Killifish Hypoxia RRBS

Starting a new project!

I’m working with Neel to analyze RRBS and RNA-Seq data 6 month-old killifish liver tissue from 2018. These fish are from two populations: contaminant-susceptible and contaminant-resistant. The hypothesis is that hypoxia tolerance may be linked to contaminant resistance, with the resilient population being unable to respond to a secondary stressor. Neel finished RNA-Seq analysis, but since there’s a newer genome assembly now’s a great time to reanalyze both datasets.

Setting up

Before I could begin, I needed to install programs on WHOI’s HPC, Poseidon. When I logged in, I tried navigating to my scratch directory, but found it didn’t exist and I was unable to create one for myself!

After checking modules with module avail, I decided to install fastqc, cutadapt, multiqc, and trimgalore. To do this, I figured it would be easiest to install miniconda in my home directory, then install the remaining packages. I downloaded the Python 3.9 Linux 64-bit installer locally, then used rsync to move the file to Poseidon. I followed these instructions to install the program, then used conda activate to initialize the installation.
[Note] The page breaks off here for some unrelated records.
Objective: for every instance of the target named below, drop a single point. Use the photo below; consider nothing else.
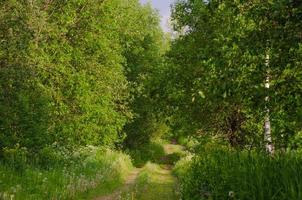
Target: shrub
(228, 174)
(90, 171)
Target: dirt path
(129, 182)
(152, 182)
(160, 184)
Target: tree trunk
(267, 124)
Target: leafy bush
(91, 171)
(153, 151)
(227, 174)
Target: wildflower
(231, 194)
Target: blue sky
(163, 6)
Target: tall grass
(99, 171)
(227, 174)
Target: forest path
(152, 182)
(129, 182)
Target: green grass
(100, 172)
(153, 183)
(229, 174)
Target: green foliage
(70, 69)
(221, 173)
(152, 151)
(94, 171)
(216, 74)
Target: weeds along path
(129, 183)
(152, 182)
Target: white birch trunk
(267, 124)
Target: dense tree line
(74, 72)
(222, 55)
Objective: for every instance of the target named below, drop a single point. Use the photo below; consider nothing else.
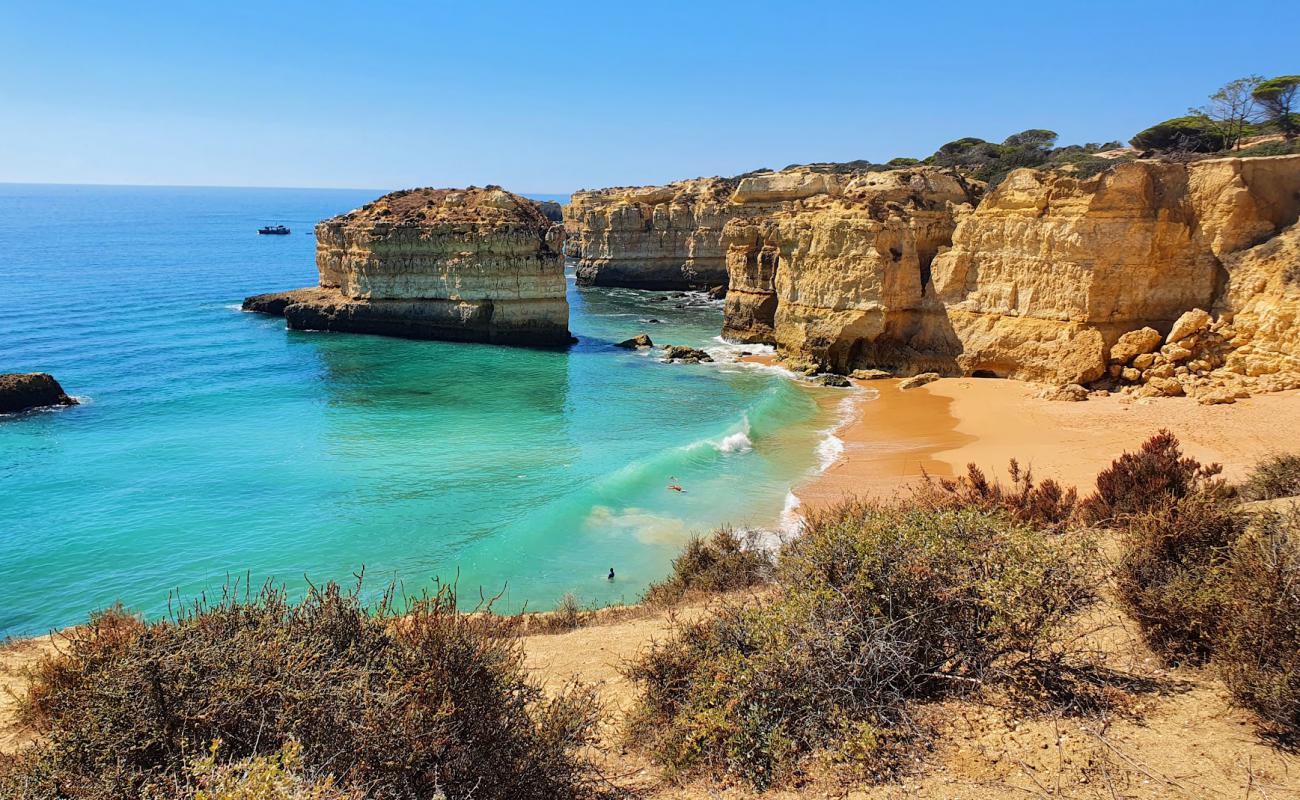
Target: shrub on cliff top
(1045, 505)
(722, 562)
(393, 706)
(1145, 480)
(1169, 574)
(874, 608)
(1181, 134)
(1259, 651)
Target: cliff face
(1049, 271)
(24, 390)
(671, 237)
(476, 264)
(653, 237)
(1039, 280)
(839, 277)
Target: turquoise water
(215, 442)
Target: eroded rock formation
(1051, 269)
(671, 237)
(26, 390)
(1041, 280)
(837, 277)
(475, 264)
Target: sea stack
(26, 390)
(459, 264)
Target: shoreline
(897, 437)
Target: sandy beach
(897, 436)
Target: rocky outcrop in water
(1049, 272)
(1040, 279)
(26, 390)
(473, 264)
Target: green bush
(393, 705)
(875, 608)
(1259, 653)
(1145, 480)
(722, 562)
(1044, 505)
(1277, 475)
(1169, 574)
(1181, 134)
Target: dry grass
(390, 705)
(723, 562)
(875, 608)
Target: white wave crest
(736, 442)
(791, 520)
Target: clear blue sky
(549, 96)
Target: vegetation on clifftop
(869, 622)
(324, 697)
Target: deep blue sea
(213, 444)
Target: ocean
(213, 444)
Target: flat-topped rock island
(459, 264)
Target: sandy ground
(941, 427)
(1178, 738)
(1182, 738)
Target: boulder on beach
(25, 390)
(919, 380)
(831, 379)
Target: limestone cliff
(839, 277)
(1039, 280)
(1051, 269)
(671, 237)
(475, 264)
(653, 237)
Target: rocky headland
(473, 264)
(1152, 277)
(26, 390)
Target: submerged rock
(473, 264)
(26, 390)
(870, 375)
(919, 380)
(687, 355)
(831, 379)
(640, 340)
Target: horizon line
(234, 186)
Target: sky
(550, 96)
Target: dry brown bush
(723, 562)
(874, 609)
(1045, 504)
(390, 705)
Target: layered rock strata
(1040, 280)
(671, 237)
(26, 390)
(475, 264)
(837, 279)
(1049, 272)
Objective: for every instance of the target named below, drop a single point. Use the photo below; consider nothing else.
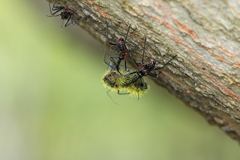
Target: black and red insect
(146, 68)
(65, 14)
(121, 48)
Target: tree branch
(205, 36)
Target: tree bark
(205, 36)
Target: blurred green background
(53, 105)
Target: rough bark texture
(205, 36)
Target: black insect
(145, 69)
(65, 14)
(120, 47)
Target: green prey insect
(117, 82)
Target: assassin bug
(120, 47)
(145, 69)
(65, 13)
(116, 81)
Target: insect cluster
(122, 82)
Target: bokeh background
(53, 105)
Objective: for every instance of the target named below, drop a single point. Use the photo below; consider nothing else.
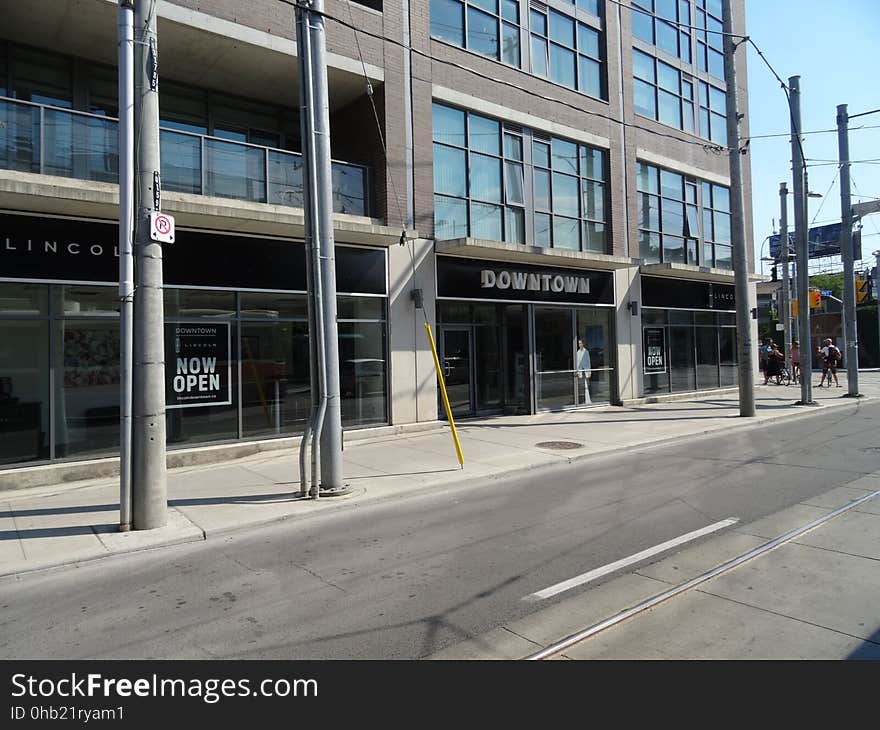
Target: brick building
(559, 169)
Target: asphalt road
(405, 577)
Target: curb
(344, 502)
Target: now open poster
(197, 366)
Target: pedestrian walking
(763, 353)
(795, 361)
(775, 363)
(830, 358)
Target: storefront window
(480, 184)
(727, 356)
(275, 382)
(594, 330)
(362, 372)
(554, 352)
(700, 350)
(24, 375)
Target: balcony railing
(54, 141)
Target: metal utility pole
(784, 251)
(126, 262)
(802, 243)
(877, 280)
(846, 250)
(148, 477)
(740, 260)
(326, 428)
(313, 265)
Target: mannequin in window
(584, 369)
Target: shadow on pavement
(53, 532)
(870, 648)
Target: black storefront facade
(237, 363)
(688, 335)
(516, 338)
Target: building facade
(559, 170)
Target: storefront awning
(515, 252)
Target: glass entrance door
(455, 358)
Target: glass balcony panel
(235, 171)
(85, 147)
(285, 179)
(58, 143)
(181, 160)
(19, 136)
(80, 146)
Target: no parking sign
(161, 227)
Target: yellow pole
(445, 397)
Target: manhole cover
(559, 445)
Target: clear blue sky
(833, 46)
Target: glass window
(554, 352)
(541, 154)
(187, 303)
(482, 32)
(567, 50)
(87, 393)
(449, 170)
(691, 230)
(645, 102)
(485, 177)
(564, 156)
(562, 66)
(513, 183)
(565, 195)
(486, 221)
(481, 191)
(24, 300)
(588, 40)
(360, 308)
(510, 52)
(86, 301)
(510, 10)
(669, 109)
(566, 233)
(594, 332)
(542, 230)
(542, 190)
(273, 306)
(590, 79)
(484, 134)
(450, 218)
(275, 380)
(24, 376)
(643, 66)
(362, 373)
(513, 147)
(448, 125)
(515, 226)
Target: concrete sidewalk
(71, 523)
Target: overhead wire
(706, 145)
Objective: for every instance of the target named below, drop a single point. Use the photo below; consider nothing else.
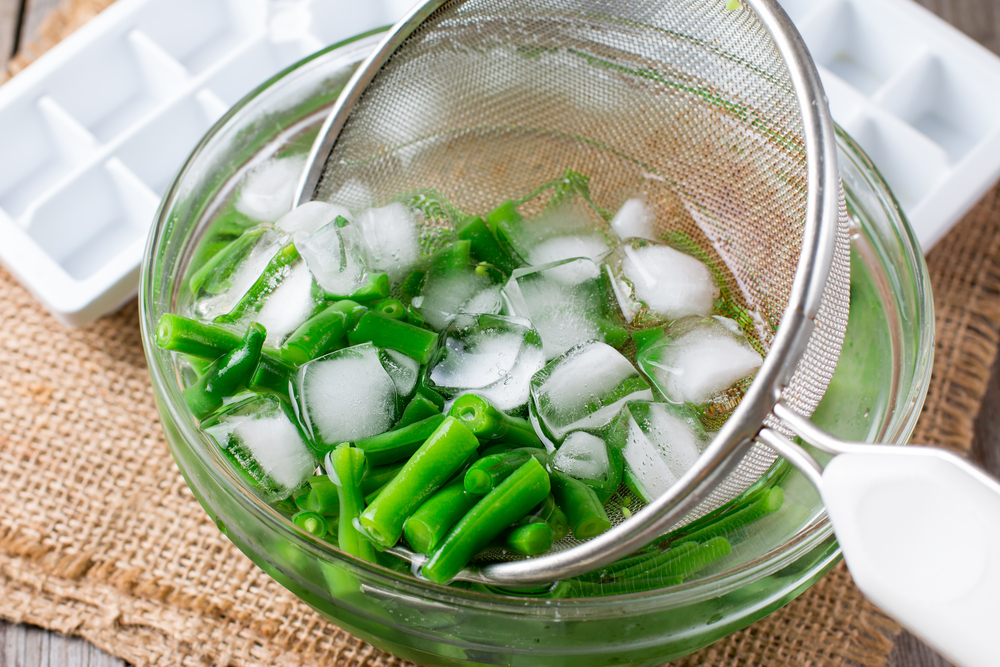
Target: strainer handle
(920, 531)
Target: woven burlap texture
(102, 538)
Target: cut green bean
(433, 464)
(269, 280)
(385, 332)
(322, 333)
(485, 246)
(488, 423)
(346, 466)
(272, 374)
(486, 474)
(427, 526)
(767, 503)
(419, 408)
(187, 336)
(531, 539)
(377, 477)
(225, 261)
(399, 443)
(586, 515)
(391, 308)
(226, 376)
(551, 514)
(323, 498)
(500, 508)
(311, 522)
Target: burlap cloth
(100, 536)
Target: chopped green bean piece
(485, 246)
(488, 423)
(400, 443)
(433, 464)
(500, 508)
(427, 526)
(311, 522)
(531, 539)
(382, 331)
(268, 281)
(586, 515)
(187, 336)
(322, 333)
(346, 466)
(391, 308)
(226, 376)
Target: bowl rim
(811, 536)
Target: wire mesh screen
(681, 102)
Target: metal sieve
(716, 116)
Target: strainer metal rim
(736, 437)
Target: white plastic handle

I then configured my environment by following these instructions from bioconda:

conda config --add channels defaults
conda config --add channels bioconda
conda config --add channels conda-forge

I followed these instructions for cutadapt installation:

conda create -n cutadaptenv cutadapt #Create a new environment to install cutadapt
conda activate cutadaptenv #Need to be done every time I open a new shell before I use cut adapt
cutadapt --version #Check the installation completed

Used these instructions for multiqc installation:

conda install -c bioconda -c conda-forge multiqc

After I did this, I realized I could have just done the same thing with cutadapt so I didn’t need a new module environment every time I wanted to use the program. I used the same method for fastqc installation instead of downloading the zip file from the FastQC website and unzipping it for use:

conda install -c bioconda -c conda-forge cutadapt #Wanted to not have a separate environment

conda install -c bioconda -c conda-forge fastqc #Worked without the zip file!!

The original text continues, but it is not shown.